Matrix Revolutions
Die Story

Die erste Frage, die man sich stellt, sobald der Film anfängt: wo waren
wir eigentlich letztes Mal stehen geblieben? Neo war bewußtlos
umgefallen, nachdem er die Wächter aufgehalten hatte. Agent Smith,
der erfolgreich den Weg in einen menschlichen Körper beschritten hat,
befindet sich auf derselben Krankenstation und plant sicherlich nichts Gutes.

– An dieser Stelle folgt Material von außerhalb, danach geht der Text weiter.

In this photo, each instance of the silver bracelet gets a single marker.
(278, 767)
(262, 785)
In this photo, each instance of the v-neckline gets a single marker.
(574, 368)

Währenddessen bohren die Maschinen weiter und werden innerhalb der
nächsten Stunden Zion erreichen - das kann das Ende der Menschheit
sein.
Aber wird es das auch sein? Sicherlich ist keiner überrascht, daß
es Trinity und Morpheus gelingt, Neo zu retten, d.h. seinen Geist von dort
zu holen, wohin er denn nun verschwunden ist. Danach trennen sich die Wege:
Neo und Trinity machen sich auf den Weg zur Maschinenstadt, um dem ganzen
Unheil und vor allem Agent Smith ein Ende zu setzen, während die
anderen (Morpheus, Niobe und der Rest der Crew) sich eilends nach Zion
aufmachen, um dort beim letzten Gefecht der Menschheit zu helfen. Ende
ungewiß? Nicht wirklich.
Meine Meinung
Ganz ehrlich: ich bin enttäuscht. Die schlechten Kritiken hatten mich ja schon darauf vorbereitet, aber dennoch... dieser Film ist bis auf ein paar Szenen, die zusammen etwa eine Minute dauern, langweiliger als ein Kanten Brot. Die Geschichte ist völlig absehbar und vorhersagbar, was den Film ziemlich langweilig macht. Die Special Effects sind eher schlechter als beim zweiten Film, tausende von Wächtern mögen ein paar Minuten lang sehr unterhaltsam sein, aber nicht 90 Minuten. Das einzige, was dieser Film vorzuweisen hat, ist ein bißchen Pathos. Ist das nicht traurig?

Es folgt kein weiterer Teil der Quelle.